9- Psychê Délices

4 mins

« …Vous n’êtes pas à votre place, dans la lumière. Vous êtes une Ombre Blanche, immatérielle autant qu’intemporelle. Je vous sens, mais ne vous vois pas ; je vous entends, mais ne vous situe pas. Je me lève, vous me suivez ; j’entame une danse que vous menez »

Une explosion.

Un choc.

Une secousse et une douleur.

Valentine entends son pouls dans ses tympans, il s’entend respirer par à coups.

Un bref de jeux de lumières.

Il ouvre les yeux : le monde tangue devant ses yeux. Sa posture est particulièrement inconfortable mais ses membres semblent s’y engluer sans pouvoir changer de position. Il distingue des formes, objectif au focus mal réglé, et puis… et puis.

Un souffle imperceptible du bout des lèvres. Infiniment faible, infiniment éphémère.

-… Cam-my, a-t-il jamais murmuré.

Ce qu’il voit sont des parcelles de souvenirs dans l’espace, des fragments d’instants brisés, un temps violemment hachuré. Ce qu’il voit à ce moment-là, est une Cammy Logan qui lui semble étrangement lucide et clairvoyante à tel point qu’il croirait même entendre son prénom à travers le doux sourire serein qu’elle lui adresse. Quel beau visage.

Leur regard s’accrochent ainsi, Cammy lève les yeux pour voir Yui Valentine. Il pense qu’elle va lever les bras et les poser autour de lui dans un étau salvateur, une dernière douceur dans ce monde fait de vies tumultueuses aux courbes aléatoires.

Mais Cammy Logan a le visage contre son torse, une expression pleine de douceur figée dans le temps tandis que celui de Valentine sent que les battements de son propre cœur se rapprochent dangereusement au bords de ses lèvres, prêts à s’éjecter depuis la vague d’horreur qui le traverse en apercevant la tige de métal plantée dans le corps de la jeune femme.

Ne dis plus rien. 

Son souffle s’accélère, halètements miséreux pour voler quelques secondes de vie supplémentaire.
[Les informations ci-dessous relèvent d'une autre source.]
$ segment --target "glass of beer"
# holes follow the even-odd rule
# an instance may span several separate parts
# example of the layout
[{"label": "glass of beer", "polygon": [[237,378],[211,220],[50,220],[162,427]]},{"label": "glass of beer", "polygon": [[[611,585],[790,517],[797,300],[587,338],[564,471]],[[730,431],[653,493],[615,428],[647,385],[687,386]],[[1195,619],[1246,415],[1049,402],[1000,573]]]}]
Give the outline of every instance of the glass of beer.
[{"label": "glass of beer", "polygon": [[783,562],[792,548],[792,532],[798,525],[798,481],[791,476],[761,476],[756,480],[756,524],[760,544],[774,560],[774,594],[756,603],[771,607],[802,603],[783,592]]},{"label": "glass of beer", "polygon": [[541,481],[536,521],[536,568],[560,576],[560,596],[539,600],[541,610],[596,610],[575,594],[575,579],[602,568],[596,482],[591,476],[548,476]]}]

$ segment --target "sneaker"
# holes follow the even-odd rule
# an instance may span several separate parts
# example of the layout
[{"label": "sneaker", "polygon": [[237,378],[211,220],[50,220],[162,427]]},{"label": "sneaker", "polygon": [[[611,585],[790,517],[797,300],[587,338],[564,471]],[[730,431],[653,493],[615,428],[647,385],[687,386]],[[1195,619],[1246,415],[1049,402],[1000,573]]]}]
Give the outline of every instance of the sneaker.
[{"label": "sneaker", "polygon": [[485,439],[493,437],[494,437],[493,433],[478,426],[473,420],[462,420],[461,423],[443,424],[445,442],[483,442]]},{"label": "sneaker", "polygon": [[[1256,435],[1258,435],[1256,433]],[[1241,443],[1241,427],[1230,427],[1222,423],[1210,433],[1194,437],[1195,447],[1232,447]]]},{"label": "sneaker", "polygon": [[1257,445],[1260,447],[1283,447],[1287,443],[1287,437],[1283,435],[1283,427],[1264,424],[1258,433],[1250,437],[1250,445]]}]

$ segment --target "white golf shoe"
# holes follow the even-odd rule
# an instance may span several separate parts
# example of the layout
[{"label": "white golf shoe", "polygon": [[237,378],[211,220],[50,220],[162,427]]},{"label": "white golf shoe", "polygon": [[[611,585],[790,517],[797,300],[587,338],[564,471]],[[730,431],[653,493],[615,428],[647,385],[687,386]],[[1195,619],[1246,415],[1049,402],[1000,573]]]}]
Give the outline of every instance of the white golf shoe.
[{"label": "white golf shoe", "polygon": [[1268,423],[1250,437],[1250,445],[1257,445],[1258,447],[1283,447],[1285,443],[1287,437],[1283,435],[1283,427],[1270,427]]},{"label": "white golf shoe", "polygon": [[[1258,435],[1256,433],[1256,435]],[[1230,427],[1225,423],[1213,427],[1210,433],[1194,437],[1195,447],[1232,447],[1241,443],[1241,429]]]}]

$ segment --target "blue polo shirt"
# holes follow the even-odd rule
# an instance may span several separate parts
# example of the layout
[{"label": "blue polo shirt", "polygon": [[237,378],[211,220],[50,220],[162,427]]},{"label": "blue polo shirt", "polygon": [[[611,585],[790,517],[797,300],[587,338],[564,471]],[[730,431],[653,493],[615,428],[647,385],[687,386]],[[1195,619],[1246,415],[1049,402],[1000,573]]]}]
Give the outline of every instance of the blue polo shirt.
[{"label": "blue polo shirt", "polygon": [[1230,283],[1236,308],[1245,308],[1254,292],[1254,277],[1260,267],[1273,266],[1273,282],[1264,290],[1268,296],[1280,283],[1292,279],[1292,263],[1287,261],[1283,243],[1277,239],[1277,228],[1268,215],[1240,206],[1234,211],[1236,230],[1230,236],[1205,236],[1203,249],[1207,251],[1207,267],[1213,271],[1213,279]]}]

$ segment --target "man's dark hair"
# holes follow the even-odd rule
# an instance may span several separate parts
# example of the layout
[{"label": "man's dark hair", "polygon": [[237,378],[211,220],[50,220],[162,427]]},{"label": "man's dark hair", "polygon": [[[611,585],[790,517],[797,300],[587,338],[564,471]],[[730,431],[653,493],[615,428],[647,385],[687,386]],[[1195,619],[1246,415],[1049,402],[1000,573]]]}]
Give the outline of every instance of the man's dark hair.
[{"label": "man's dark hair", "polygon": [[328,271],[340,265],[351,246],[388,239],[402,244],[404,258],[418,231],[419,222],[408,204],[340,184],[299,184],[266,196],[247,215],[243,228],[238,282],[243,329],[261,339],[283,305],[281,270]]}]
Son regard se brouille un instant, Cammy esquisse des mots mais ce sont des bulles de sang sombre qui sortent de ses lèvres, puis forment une longue traînée entre eux pour terminer dans une tâche écarlate grandissante, chaleur singulière.

-Cammy… 

Un murmure perdu dans le temps. 

Yui se penche davantage vers la rouquine dans l’espoir d’effacer le surplus de rouge qui entache ce visage normalement épuré de toute violence.

-Cammy!

Des chuchotements, un crissement de pensées impuissantes. Dans cette scène tragique, elle lui sourit et dans ce dernier regard, elle ferme les paupières. 

A ton tour de me rejoindre. Viens à moi. 


***

Spirale infernale, brouhaha flou de concepts lointains, avant que le sol ne se dérobe sous sa propre entité. Dans une agonie lente et certaine, il entend les sirènes en arrière plan se rapprocher et alors, Yui Valentine s’est brutalement levé d’un bond en hurlant à s’en déchirer les cordes vocales. 

Véritable cri d’effroi d’un détraqué mental, il est recouvert de sueurs et tremble comme une feuille morte, grelotte et sanglote. Sa voix se brise, et Cammy s’éteint tandis qu’il se laisse retomber sur le bord de son lit en frottant ses yeux humides et enfiévrés pour cacher un visage honteux entre ses deux paumes. Le regret est encore un peu trop violemment douloureux.

Il n’a plus rien à déclarer pour sa défense.

***

Une main caresse son dos, de haut en bas, lentement, va et revient. Il y a dans ce contact répétitif, quelque chose d’apaisant et de familier. Yui est resté immobile depuis tout à l’heure, réveillant Cammy en sursaut au beau milieu de la nuit. Ce n’est pas la première fois qu’il en est ainsi, elle le sait. 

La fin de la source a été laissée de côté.